Reply | Report Abuse | Link to thisHow does listening to a scratchy audio playback of 'Layla' prove anything at all??
Reply | Report Abuse | Link to thisThe answer : It Proves Nothing At All, other than that audio files can be played on the internet. Bravo.
Implant chip in the human brain.Synthetic telepathy is communication systems built on thoughts, not speech. Multimedia communication network is based. Brain copying is performed around the clock, largely by learning computer, copying is nothing short of serious torture. No one would voluntarily give informed consent to this serious research abuse. It takes years of learning and program development to develop the new computer-brain interfaces and multimedia language between man and computer. Subjects are now against their will has been online for five years on Man-Brain-Computer-Interface.
Reply | Report Abuse | Link to thisNeurological research has progressed so far that you can hack the neural system is wireless, which means that a computer can communicate with your brain and store all your sensory experiences, and then studying your kognetiva behavior, ie, the ultimate human study. The commercial user fields are endless and it feels no need to explain the far-reaching consequences when abused. This technology brain-computer interaction has happened during the 2000s and will revoltion our way of life.

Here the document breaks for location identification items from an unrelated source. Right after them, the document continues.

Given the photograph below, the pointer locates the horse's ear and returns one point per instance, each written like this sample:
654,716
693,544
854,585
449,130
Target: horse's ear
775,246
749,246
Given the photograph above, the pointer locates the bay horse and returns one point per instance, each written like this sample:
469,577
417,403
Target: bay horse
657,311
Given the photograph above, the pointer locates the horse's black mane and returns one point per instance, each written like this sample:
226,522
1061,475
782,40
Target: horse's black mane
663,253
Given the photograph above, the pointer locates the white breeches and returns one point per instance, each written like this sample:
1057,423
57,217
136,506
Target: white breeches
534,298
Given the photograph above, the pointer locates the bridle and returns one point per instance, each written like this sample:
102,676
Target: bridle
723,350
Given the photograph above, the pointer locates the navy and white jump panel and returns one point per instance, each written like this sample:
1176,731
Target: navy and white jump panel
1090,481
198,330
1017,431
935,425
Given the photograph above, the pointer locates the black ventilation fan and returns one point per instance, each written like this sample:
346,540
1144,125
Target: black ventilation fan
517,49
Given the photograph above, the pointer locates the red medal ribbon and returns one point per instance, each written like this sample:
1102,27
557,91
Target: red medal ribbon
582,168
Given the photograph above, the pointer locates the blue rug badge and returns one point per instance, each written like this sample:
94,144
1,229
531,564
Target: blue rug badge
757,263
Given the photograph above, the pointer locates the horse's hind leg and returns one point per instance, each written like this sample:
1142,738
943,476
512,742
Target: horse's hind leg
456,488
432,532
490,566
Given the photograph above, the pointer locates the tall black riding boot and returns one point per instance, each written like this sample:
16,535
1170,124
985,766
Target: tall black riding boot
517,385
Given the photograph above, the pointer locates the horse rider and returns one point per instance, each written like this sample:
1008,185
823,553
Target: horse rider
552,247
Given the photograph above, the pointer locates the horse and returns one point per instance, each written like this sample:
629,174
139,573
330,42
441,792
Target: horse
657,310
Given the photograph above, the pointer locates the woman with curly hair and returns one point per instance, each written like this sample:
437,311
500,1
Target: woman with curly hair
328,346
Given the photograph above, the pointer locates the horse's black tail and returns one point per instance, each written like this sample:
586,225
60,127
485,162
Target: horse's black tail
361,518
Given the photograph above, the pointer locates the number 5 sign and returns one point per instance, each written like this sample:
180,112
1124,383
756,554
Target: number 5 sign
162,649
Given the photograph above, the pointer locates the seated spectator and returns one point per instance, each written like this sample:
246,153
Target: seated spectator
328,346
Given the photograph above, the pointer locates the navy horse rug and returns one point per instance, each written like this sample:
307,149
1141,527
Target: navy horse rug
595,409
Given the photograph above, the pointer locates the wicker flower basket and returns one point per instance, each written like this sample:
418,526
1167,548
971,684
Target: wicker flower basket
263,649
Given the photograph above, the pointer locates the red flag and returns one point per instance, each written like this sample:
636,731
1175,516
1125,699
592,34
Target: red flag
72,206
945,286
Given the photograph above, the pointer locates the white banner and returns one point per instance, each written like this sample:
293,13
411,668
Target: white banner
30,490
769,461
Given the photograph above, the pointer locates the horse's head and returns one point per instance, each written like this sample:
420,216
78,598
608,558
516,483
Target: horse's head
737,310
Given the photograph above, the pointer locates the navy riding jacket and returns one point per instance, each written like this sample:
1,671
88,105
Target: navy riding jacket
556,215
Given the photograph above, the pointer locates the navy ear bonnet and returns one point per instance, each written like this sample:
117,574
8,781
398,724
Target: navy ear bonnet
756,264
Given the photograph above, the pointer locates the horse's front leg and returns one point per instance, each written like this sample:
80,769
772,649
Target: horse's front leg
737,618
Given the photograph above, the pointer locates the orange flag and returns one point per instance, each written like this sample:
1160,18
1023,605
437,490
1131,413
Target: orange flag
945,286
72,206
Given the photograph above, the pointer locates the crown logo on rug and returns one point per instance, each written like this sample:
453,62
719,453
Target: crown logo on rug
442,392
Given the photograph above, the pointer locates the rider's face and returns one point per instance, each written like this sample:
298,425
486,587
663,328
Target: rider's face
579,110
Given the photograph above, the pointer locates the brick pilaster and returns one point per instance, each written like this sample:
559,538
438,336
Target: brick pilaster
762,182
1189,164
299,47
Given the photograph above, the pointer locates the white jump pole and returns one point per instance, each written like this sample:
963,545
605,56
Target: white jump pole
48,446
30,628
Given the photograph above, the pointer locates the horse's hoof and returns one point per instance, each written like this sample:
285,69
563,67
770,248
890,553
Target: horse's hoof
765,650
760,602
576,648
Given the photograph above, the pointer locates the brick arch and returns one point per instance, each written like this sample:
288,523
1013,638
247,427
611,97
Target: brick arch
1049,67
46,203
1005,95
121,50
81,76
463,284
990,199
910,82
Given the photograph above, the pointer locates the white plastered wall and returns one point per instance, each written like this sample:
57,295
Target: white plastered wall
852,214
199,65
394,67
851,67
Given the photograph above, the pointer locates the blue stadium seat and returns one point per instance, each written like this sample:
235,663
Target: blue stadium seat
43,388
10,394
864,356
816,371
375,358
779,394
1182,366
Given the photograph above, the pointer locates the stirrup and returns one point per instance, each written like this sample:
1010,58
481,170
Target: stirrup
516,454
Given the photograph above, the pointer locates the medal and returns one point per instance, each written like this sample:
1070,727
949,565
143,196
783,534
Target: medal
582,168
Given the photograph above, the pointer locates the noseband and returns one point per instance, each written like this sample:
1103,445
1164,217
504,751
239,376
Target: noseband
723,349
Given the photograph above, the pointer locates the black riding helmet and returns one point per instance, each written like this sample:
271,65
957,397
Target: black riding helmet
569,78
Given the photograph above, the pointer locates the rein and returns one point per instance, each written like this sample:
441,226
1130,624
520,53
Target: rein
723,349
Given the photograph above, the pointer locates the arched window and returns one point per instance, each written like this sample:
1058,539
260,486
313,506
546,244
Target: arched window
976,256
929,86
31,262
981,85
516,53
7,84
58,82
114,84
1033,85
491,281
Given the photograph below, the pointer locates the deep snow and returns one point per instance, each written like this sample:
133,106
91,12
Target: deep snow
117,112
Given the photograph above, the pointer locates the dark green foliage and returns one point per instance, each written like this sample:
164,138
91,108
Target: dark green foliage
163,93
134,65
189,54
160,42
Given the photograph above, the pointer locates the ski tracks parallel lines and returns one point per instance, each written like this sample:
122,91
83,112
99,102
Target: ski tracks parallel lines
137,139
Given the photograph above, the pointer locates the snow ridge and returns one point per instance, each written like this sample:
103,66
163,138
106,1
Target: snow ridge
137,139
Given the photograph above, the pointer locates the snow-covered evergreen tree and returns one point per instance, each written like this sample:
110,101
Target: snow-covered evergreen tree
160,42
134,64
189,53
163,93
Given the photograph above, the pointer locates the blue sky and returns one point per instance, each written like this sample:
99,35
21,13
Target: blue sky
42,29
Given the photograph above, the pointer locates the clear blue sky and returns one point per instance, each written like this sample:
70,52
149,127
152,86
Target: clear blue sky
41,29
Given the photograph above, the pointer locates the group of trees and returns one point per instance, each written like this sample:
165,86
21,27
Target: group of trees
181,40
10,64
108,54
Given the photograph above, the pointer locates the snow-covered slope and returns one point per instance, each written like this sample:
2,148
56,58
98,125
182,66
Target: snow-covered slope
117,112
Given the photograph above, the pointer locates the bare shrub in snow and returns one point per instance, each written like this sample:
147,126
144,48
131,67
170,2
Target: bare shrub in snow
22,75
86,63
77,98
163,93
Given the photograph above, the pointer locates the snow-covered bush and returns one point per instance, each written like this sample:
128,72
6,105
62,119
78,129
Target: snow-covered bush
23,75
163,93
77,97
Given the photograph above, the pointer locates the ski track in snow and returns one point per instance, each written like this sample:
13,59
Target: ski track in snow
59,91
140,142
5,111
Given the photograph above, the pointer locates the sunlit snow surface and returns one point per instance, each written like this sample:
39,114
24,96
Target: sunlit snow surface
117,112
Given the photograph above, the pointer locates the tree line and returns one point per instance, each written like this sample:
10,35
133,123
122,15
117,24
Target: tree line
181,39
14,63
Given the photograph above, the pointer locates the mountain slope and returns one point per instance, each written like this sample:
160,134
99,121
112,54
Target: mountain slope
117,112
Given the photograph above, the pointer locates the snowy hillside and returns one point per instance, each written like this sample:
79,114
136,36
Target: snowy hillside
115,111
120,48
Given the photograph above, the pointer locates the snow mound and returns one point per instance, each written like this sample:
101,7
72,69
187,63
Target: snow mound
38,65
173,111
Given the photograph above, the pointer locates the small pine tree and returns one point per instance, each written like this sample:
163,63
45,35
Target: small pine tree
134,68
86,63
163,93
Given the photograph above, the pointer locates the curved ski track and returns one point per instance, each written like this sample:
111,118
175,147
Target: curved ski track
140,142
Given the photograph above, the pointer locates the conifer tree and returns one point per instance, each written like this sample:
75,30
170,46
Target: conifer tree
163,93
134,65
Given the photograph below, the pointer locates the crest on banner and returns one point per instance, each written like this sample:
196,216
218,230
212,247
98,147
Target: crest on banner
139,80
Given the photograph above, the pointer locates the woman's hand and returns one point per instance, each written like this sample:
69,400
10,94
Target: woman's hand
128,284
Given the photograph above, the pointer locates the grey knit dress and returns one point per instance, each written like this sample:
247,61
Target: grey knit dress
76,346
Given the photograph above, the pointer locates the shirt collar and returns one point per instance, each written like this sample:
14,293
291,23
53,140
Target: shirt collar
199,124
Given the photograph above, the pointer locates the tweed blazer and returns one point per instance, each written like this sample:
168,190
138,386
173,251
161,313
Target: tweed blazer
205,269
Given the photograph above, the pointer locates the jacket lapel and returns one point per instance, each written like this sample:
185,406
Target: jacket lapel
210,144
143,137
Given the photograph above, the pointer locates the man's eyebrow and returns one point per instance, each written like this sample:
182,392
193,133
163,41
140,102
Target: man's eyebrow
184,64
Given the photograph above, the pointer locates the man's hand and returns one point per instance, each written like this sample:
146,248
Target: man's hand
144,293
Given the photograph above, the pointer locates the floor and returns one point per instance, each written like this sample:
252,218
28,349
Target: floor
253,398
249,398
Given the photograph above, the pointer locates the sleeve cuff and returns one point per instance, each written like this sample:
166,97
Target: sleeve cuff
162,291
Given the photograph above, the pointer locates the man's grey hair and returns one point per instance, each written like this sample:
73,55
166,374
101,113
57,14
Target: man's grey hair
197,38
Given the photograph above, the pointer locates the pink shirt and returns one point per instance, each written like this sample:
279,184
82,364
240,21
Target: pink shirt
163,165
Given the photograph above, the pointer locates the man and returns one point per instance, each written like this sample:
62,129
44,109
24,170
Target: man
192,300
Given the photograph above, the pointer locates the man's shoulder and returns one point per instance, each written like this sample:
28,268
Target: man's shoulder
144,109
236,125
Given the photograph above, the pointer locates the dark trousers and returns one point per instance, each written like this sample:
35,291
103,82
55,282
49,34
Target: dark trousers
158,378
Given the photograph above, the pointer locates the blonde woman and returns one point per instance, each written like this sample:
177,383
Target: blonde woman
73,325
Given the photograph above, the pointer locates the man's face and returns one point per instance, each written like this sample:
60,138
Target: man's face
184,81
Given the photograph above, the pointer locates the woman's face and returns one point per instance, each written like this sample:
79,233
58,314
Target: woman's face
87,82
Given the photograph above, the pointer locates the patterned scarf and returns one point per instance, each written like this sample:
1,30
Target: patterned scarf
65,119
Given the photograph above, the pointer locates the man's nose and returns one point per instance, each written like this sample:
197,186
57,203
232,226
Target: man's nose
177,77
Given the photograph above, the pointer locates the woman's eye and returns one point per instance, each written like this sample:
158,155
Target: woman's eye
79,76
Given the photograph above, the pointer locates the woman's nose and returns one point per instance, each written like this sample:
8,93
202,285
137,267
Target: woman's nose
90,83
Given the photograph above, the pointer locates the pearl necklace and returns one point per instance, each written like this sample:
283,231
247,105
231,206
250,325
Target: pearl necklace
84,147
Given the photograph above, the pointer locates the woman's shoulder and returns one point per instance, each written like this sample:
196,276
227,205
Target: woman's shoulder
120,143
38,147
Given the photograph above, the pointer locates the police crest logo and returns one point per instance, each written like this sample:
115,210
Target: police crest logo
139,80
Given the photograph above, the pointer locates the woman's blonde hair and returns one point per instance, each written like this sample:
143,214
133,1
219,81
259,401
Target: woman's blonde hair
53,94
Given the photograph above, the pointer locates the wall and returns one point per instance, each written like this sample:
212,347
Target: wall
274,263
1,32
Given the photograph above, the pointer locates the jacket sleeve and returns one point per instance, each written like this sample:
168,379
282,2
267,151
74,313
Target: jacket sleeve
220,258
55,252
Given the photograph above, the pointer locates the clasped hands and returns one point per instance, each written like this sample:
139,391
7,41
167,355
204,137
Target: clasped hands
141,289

Implant chip in the human brain.Synthetic telepathy is communication systems built on thoughts, not speech. Multimedia communication network is based. Brain copying is performed around the clock, largely by learning computer, copying is nothing short of serious torture. No one would voluntarily give informed consent to this serious research abuse. It takes years of learning and program development to develop the new computer-brain interfaces and multimedia language between man and computer. Subjects are now against their will has been online for five years on Man-Brain-Computer-Interface.
Reply | Report Abuse | Link to thisNeurological research has progressed so far that you can hack the neural system is wireless, which means that a computer can communicate with your brain and store all your sensory experiences, and then studying your kognetiva behavior, ie, the ultimate human study. The commercial user fields are endless and it feels no need to explain the far-reaching consequences when abused. This technology brain-computer interaction has happened during the 2000’s and will revoltion our way of life.